Kimberly-Clark and Deltares Use Science-Based Tools and a Local Approach to Bring Collective Action at the Basin Level

Kimberly-Clark and Deltares Use Science-Based Tools and a Local Approach to Bring Collective Action at the Basin Level

Multimedia from this Release

Business, community and NGO leaders gather to discuss water risks and solutions at Kimberly-Clark’s Epping mill in South Africa.

Friday, March 22, 2019 - 10:15am


In 2018, after a three-year drought, Cape Town, South Africa, became the first major city to come within days of running out of water. As “Day Zero” approached, residents were limited to 50 liters of water a day. Businesses had to evolve processes to reduce water usage.

The Kimberly-Clark Epping mill is located just outside of Cape Town. The company knew that if Cape Town ran out of water it would be a threat to the business. Even more, it would be a threat to the surrounding community and Kimberly-Clark’s employees’ way of life.

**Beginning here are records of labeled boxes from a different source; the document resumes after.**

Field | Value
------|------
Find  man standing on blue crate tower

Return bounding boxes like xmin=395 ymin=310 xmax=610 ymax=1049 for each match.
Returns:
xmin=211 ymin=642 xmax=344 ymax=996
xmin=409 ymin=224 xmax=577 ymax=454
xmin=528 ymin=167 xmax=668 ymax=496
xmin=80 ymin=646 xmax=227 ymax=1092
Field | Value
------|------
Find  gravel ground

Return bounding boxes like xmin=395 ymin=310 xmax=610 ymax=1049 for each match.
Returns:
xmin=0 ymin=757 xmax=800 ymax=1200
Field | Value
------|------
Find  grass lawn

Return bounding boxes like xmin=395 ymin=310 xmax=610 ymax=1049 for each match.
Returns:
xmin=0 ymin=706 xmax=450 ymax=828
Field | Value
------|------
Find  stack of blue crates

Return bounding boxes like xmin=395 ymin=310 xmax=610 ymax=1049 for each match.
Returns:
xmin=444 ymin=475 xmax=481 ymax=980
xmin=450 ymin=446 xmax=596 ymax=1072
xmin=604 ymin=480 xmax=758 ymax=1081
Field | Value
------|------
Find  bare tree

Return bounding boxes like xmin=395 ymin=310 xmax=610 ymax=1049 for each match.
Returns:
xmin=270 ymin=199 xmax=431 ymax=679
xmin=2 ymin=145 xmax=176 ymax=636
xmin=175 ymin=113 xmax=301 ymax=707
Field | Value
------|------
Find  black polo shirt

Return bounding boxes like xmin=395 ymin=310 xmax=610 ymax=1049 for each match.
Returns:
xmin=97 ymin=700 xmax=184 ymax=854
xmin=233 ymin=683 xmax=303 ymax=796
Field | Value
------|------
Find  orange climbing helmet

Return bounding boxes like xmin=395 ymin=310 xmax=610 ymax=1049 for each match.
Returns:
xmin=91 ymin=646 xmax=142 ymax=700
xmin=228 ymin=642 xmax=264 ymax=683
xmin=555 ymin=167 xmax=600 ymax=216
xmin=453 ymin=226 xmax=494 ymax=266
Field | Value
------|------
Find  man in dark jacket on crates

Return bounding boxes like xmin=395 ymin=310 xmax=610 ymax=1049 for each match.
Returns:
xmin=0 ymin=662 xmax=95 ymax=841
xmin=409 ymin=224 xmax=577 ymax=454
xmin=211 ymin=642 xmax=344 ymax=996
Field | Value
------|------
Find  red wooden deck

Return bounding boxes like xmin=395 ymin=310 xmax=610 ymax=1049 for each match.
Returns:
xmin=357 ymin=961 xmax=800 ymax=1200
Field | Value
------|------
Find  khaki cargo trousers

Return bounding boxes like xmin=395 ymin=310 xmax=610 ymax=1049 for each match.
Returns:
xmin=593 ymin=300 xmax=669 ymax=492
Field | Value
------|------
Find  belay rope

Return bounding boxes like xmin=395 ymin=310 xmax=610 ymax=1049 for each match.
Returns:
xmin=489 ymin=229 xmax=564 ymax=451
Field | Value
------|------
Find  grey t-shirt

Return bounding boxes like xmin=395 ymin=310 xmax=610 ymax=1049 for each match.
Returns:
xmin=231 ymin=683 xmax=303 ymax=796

Kimberly-Clark’s Sustainability 2022 water strategy takes a multi-stakeholder, local-facing approach to mitigate water risk. As the water crisis in Cape Town mounted, the company partnered with WWF to understand the local risk and started engaging with the local government. The company also began leveraging WaterLOUPE, an innovative tool Kimberly-Clark developed with Dutch research group Deltares.

WaterLOUPE shares data and insights on current and future risks to local water resources. The tool raises stakeholder awareness and provides a platform that encourages collaboration in developing sustainable water management plans.

Last month, Kimberly-Clark and Deltares gathered over 30 individuals from local and municipal government, local businesses, and NGOs at the Epping mill for a water scarcity workshop. The workshop engaged stakeholders to look at risks for the entire watershed and align objectives.

“Water is a shared resource,” Jim Bath, Kimberly-Clark’s Director of Environmental Sustainability, said during the workshop. “We should have shared objectives and shared accountability. We need to work with all of the stakeholders in the watershed to come up with a sustainable water use plan that will serve everyone's needs, including Kimberly Clark.”

Using the data from the workshop, a WaterLOUPE water scarcity risk dashboard will be created, which can be utilized to scientifically model potential solutions. Kimberly-Clark and Deltares will gather stakeholders for a follow-up workshop in August to discuss strategies.

Cape Town was able to avoid “Day Zero” but the threat is still there. Local engagement and WaterLOUPE is working to drive collective action for sustainable water stewardship in Cape Town and other water-stressed regions of the world.